At a press conference on December 11, Zugic said that the aim of the measure is to protect deposits higher than €50,000. Those below €50,000 are protected by Montenegro’s fund for deposit guarantee.

Zugic also said that 560 clients of the two banks have deposits above €50,000.

The moratorium excludes payment of salaries and other personal income, health and life insurance compensations. Recurring costs for the functioning of the banks are also excluded from the temporary suspension.

The two banks are among the smallest in the country with a combined market share below 6%, according to Zugic. He also said that they have good prospects to recover from their current situation.
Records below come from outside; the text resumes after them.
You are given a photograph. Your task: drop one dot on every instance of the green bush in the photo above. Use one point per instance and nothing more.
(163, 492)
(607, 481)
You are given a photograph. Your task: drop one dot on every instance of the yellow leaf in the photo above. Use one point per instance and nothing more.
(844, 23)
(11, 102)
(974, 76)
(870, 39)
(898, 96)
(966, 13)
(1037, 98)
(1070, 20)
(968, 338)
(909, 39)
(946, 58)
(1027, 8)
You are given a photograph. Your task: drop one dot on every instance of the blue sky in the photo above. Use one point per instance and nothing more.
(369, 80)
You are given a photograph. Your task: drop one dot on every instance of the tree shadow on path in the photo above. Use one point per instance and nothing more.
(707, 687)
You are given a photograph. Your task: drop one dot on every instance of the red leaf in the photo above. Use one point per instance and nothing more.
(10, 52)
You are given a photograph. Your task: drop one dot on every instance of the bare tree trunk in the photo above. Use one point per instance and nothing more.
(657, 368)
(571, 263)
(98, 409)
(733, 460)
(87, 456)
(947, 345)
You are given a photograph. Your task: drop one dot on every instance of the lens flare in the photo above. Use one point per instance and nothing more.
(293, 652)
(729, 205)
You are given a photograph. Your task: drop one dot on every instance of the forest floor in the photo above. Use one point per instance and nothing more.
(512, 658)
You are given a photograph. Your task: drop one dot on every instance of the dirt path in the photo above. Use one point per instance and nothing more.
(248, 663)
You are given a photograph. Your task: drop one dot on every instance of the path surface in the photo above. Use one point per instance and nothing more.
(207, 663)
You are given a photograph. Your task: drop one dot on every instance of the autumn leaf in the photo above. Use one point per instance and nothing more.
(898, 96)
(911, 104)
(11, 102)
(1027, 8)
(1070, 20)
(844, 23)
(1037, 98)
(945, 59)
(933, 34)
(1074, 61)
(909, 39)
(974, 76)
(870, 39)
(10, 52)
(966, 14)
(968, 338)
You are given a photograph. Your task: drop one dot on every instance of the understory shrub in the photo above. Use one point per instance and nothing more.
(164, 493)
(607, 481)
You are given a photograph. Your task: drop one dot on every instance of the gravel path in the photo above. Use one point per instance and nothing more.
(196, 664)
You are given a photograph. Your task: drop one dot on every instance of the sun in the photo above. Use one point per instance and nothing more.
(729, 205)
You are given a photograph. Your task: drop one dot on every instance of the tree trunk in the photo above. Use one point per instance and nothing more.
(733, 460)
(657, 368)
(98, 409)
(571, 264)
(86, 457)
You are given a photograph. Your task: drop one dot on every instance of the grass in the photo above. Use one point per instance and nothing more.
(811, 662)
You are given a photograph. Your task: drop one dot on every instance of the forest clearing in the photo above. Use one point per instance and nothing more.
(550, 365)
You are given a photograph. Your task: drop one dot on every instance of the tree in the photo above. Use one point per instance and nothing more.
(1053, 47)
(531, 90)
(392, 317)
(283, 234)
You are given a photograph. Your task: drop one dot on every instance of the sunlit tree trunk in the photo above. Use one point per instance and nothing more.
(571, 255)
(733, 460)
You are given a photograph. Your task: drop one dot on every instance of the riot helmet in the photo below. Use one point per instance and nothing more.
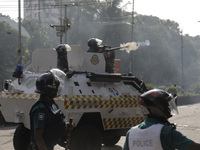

In October, Atlas Banka completed a €1.37mn capital hike, after which its capital stood at €32.03mn. The bank posted a net loss of €14.3mn through September.

Invest Banka Montenegro’s capital stood at €5.6mn as of end-September, while it managed to post a net profit of €9,000 in the first nine months of 2018, reversing a net loss of €0.4mn a year earlier.

The International Monetary Fund has said that the asset quality of Montenegro’s banking sector continues to improve, recovering credit growth, and high liquidity. However, the large number of banks – 15 in the country with a population of just above 620,000 people – presents a challenge for bank profitability. It has advised Montenegro to continue its efforts to improve the health of the financial sector.

Among the steps that Podgorica should take to strengthen the financial sector are asset quality reviews that would improve loan classification and provisioning practices, and adoption of a definition of non-performing loans that does not exclude impaired assets that have adequate collateral, the fund has said.